A l’affiche à l’Espace Fusterie – Genève: Les émigrés, de Slawomir Mrozek
Par Djenana Mujadzic, Paris
[édité par MaB et actualisé pour la Suisse]
Le théâtre comme arme de résistance
Dramaturge et écrivain polonais Slawomir Mrozek est mort à Nice en août 2013. Réfugié politique, il s’était installé en France dans les années 1970. Traditionnellement, en Pologne, le théâtre a très longtemps été un acte majeur de résistance envers le tutorat imposé par « le grand frère russe » durant plusieurs décennies. L’artiste né en 1930 à Borzecin près du Cracovie avait une seule arme pour s’opposer à l’idéologie soviétique : l’ironie et un sens aigu de l’absurde qu’il savait utiliser à la perfection pour exprimer son désir de liberté etson esprit critique.

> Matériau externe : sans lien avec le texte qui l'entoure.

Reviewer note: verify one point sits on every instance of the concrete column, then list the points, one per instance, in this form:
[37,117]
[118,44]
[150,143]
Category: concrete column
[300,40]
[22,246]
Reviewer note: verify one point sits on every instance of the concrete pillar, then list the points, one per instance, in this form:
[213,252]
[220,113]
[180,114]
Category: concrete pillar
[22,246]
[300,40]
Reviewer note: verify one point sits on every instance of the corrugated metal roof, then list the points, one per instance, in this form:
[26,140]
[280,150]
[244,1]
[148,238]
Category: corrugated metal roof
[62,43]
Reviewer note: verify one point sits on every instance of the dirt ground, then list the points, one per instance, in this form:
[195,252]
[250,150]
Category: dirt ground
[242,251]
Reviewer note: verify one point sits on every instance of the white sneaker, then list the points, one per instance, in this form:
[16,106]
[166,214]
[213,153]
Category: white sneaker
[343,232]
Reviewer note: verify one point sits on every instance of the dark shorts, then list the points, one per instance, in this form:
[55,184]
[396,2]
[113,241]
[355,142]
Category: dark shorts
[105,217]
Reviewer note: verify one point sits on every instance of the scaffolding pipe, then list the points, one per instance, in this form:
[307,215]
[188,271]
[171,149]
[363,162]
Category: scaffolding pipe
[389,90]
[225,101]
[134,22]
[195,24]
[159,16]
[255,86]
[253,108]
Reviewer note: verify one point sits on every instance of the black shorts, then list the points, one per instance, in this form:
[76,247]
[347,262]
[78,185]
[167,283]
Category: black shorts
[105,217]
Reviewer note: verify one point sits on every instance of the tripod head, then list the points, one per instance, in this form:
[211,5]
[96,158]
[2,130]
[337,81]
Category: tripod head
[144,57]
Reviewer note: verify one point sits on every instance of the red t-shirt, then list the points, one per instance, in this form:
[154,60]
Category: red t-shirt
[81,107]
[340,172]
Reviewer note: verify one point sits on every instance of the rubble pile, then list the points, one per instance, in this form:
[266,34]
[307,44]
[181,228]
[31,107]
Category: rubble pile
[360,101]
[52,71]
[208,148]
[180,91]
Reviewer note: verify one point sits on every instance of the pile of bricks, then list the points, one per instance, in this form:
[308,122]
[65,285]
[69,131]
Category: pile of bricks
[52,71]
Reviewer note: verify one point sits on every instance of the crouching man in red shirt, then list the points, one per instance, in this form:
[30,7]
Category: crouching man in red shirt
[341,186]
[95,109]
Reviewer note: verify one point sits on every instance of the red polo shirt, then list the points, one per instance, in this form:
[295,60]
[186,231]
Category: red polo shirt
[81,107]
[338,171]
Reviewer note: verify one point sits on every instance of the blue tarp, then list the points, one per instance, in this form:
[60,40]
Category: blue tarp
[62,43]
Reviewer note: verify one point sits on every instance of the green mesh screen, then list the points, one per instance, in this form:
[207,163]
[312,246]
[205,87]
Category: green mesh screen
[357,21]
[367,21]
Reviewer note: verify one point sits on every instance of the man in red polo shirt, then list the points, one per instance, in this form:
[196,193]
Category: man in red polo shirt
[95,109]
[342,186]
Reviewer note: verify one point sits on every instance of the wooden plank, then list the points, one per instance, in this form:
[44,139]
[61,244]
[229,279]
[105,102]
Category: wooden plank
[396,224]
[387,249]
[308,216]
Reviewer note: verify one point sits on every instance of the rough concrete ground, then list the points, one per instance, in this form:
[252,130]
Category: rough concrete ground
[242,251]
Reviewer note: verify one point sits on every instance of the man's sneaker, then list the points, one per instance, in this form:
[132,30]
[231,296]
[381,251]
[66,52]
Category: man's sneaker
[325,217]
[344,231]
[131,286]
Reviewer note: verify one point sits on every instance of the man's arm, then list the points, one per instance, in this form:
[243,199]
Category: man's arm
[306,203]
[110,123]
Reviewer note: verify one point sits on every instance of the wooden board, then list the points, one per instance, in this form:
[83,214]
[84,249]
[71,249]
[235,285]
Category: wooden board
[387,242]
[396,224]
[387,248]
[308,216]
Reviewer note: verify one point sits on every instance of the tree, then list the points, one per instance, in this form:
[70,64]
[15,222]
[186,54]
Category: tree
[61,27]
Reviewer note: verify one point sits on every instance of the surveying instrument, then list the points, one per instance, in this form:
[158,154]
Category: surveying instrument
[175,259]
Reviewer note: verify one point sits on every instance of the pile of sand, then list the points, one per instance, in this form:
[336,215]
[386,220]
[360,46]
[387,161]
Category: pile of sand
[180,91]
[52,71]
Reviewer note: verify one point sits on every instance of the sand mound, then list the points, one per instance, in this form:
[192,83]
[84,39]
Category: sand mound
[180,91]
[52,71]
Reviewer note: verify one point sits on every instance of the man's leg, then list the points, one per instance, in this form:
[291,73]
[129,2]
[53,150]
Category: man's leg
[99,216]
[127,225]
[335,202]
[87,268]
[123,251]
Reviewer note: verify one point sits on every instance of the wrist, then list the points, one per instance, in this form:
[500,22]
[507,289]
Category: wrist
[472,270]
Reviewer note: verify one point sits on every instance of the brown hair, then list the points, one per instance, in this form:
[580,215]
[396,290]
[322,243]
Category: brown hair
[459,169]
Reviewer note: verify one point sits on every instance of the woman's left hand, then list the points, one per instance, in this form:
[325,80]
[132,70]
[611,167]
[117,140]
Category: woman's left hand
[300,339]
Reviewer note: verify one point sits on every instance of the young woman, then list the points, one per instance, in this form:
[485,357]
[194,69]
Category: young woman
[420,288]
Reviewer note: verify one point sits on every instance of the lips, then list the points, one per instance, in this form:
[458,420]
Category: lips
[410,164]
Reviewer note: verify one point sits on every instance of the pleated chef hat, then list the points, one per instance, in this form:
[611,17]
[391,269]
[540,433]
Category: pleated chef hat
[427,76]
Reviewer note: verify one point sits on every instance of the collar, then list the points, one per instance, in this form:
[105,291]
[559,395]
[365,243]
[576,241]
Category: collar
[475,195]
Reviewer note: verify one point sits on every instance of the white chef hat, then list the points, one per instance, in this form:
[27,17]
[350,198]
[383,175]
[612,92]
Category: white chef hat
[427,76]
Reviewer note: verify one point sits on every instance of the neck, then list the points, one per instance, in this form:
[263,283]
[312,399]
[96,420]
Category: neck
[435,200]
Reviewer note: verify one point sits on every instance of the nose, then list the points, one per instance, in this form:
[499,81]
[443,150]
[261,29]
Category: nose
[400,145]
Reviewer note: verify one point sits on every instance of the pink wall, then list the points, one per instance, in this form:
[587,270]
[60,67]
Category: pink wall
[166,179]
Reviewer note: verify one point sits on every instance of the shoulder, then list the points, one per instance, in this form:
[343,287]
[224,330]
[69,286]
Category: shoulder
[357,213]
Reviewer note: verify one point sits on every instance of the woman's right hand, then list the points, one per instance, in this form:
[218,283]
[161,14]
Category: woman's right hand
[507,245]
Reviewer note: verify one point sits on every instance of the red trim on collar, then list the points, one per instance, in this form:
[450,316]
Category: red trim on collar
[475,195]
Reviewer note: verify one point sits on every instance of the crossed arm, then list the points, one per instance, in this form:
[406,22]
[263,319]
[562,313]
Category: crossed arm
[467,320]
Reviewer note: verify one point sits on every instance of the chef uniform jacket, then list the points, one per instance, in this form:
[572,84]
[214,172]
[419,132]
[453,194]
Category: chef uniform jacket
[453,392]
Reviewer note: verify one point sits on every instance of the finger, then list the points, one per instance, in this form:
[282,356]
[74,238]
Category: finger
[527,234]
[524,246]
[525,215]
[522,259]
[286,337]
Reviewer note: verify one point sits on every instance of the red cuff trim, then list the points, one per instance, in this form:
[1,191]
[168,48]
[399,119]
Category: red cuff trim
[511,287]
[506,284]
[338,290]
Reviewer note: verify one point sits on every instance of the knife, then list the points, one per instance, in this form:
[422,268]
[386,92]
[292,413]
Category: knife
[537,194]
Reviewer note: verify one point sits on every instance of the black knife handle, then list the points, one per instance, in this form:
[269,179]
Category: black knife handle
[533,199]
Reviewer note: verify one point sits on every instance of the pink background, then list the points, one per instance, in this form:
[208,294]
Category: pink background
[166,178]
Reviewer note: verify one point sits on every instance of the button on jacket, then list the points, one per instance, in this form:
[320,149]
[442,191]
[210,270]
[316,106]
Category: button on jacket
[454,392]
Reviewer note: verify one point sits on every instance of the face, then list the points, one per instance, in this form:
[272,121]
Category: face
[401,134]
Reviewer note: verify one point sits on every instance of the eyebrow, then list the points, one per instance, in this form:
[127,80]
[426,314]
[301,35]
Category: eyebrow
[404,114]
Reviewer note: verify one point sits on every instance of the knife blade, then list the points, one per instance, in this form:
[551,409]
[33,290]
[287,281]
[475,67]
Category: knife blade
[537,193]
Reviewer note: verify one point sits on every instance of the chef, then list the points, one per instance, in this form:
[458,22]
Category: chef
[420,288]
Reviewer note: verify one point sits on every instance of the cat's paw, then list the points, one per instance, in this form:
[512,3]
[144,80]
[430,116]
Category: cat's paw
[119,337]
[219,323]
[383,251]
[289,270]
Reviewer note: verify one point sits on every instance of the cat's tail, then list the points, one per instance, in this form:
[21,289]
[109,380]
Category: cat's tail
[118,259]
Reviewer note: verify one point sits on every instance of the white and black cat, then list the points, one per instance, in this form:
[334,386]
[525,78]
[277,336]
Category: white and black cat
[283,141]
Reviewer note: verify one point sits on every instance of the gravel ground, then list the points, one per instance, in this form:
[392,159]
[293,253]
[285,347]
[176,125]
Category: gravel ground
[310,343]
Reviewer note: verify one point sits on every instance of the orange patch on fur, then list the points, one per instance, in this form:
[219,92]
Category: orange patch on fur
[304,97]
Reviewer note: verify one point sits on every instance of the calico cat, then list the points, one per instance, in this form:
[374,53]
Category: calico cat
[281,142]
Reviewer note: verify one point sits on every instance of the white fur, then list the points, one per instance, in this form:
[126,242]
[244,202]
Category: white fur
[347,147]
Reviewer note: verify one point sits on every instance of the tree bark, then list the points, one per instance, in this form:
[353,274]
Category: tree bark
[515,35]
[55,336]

Les Émigrés (Albin Michel, 1975) est l’un de ses plus célèbres drames et a été adapté dans le monde entier en plusieurs langues. La pièce était à l’affiche du théâtre parisien de la Reine Blanche au début du mois de mars et la pièce, actuellement à l’affiche Marseille, est présentée simultanément en Suisse dans une autre mise en scène et distribution par La Compagnie virgule.
L’acteur et metteur en scène Imer Kutllovci, assisté de Ridvan Mjaku, ainsi que sa femme Fanny avec qui il a fondé la troupe théâtrale La Compagnie de l’Etoile – avec laquelle depuis trois ans il présente des œuvres classiques et contemporaines du répertoire français – en a fait la mise en scène française.
Nous sommes tous émigrés
Sa mise en scène des Émigrés a attiré un public très différent et toujours plus nombreux, au Théâtre de la Reine Blanche avec dans les rôles-titres Gregori Manoukov, qui a joué entre autres dans Triple Agent d’Eric Rohmer ou Le silence de Lorna des frères Dardenne et son ami et complice Mirza Halilovic.
La réussite de ce projet tient certainement dans le fait que la compagnie a modernisé le texte de Mrozek au regard de la situation actuelle où la problématique des réfugiés, dans toute sa complexité, se repose.
Deux hommes fêtent le réveillon dans la cave d’un immeuble bourgeois. L’intellectuel et l’ouvrier n’ont rien en commun que cet endroit sordide et la frustration des rêves inaccomplis. Chacun dans son monde clos, ils n’arrivent pas à communiquer. L’alcool fait le reste et leurs vérités cachés se montrent dans deux terribles monologues, habités par l’absurde et l’incompréhension. Appelés AA et XX, ils sont venus d’un pays hypothétique ou le retour est impossible. Pourtant ils en rêvent chacun à sa manière. L’intellectuel adopte la politique de l’autruche et au lieu d’agir se cache dans ses livres. Son attitude hautaine se perd dans ses propres incertitudes, bien détectés et saisies par l’ouvrier à que Mirza Hlilovic incarne avec une malice attachante. Il veut rentrer chez lui et vivre avec sa femme et ses enfants, dans une maison qu’il ne construira jamais. Il garde son épargne dans un jouet d’enfant tout en étant conscient de la gravité de sa maladie causée par le dur labeur et les mauvaises conditions d’existence. Mais toutes ces raisons ne les empêchent pas de désirer et espérer un autre ailleurs, tout en sachant que rien ne sera comme ils envisagent. Leurs explications et suggestions nous font vite comprendre que nous sommes tous conditionnés par notre éphémère passage sur terre. La position d’émigré est celle de notre condition!
Djenana Mujadzic, Paris
[édité par MaB et actualisé pour la Suisse]
Genève, Espace Fusterie du 14 au 18 mars 2016 et du 11 au 19 juin 2016.
De Slawomir Mrozek; mise en scène Jacques Maitre; avec Jacques Maitre, Vincent Jacquet et Nicolas Fortini.